The temple at Darasuram, 4 km west of Kumbakonam is Airvatesvara (Airavat is the holy white elephant) Temple, constructed by Rajaraja Chola II  (1146–63), is a superb example of 12th-century Chola architecture. Many statues were removed to the art gallery in the Thanjavur Palace, but have since been returned. The remarkable structures depict, among other things, Shiva as Kankala-murti - the mendicant. Stories from epics and Hindu mythology are depicted. Adjoining the Airavatesvara temple is the Deiva Nayaki Ambal temple.
In 2004 the Archaeological Survey of India (ASI) excavated and restored the temple.

Navagraha Temples
The area surrounding Kumbakonam is home to a set of Navagraha temples dating 
from the Chola period.

Swamimalai temple

The Lord Murugan temple is located in Swami Malai, which is around 10 km from kumbakonam. It is located on the main road connecting Kumbakonam and Thanjavur. It is one among the six famous temples (Arupadai Veedu) of Lord Muruga. This is the place where the Lord murugan in childhood taught the meaning of mandra "OM" to his father Lord Siva. Lord Murugas Fourth home.

Thiruvalanjuzhi Vinayakar Temple

This siva temple is famous for vinayakar sculpture which has been carved from white foam while churning the milky sea. So the name of the god in Tamil is "Vellai pillayar" meaning that "White vinayakar". This temple is located in small village "Thiruvalansuzi" which is 4 km from Kumbakonam and 2 km from Swamimalai. The name "Thiruvalansuzi" has come because the Cauvery river prayed the lord Siva by doing pradhaksana from right hand side to left hand side. (Usually it will be left to right). The name for lord Siva in this temple is "Sadai mudi nathar".

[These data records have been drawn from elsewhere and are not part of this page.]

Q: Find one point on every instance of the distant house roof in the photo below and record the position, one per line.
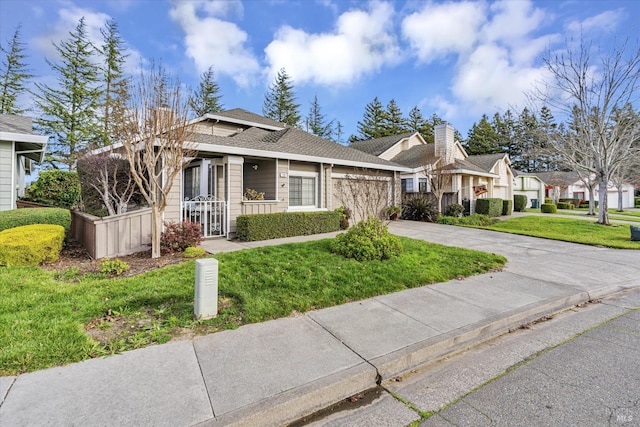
(291, 143)
(558, 178)
(378, 146)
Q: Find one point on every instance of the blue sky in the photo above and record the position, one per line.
(456, 59)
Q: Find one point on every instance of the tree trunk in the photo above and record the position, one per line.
(603, 212)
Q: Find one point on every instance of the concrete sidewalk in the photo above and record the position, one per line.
(276, 372)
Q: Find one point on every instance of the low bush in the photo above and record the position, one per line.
(345, 216)
(179, 236)
(56, 188)
(507, 207)
(519, 202)
(476, 220)
(285, 224)
(548, 208)
(31, 244)
(454, 209)
(113, 267)
(193, 252)
(565, 205)
(29, 216)
(491, 207)
(368, 240)
(420, 207)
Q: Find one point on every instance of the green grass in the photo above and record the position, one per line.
(569, 230)
(43, 315)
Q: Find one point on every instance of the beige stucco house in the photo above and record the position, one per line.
(473, 177)
(19, 149)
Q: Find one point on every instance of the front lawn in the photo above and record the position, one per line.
(569, 230)
(54, 318)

Tribhuvanan or tirubhuvanan Sharabheshwarar Temple
Shri Kampa-hareshwarar ( God who makes one rid of quaking sensation ) is the main deity,Sharabheshwarer, a form of Shiva is the presiding deity of the temple. Particularly , worshipping the deity at 4.30-6.00 pm on Sundays is special. as only on Sundays , time between 4.30 pm to 6.00 pm is known as rahu-kaalam or rahu-kaal.

Thirucherai Temples
Thirucherai is a beautiful village which is 15 km from Kumbakonam. Sri Saranatha Perumal Temple and Sara Parameswarar temple are popular here.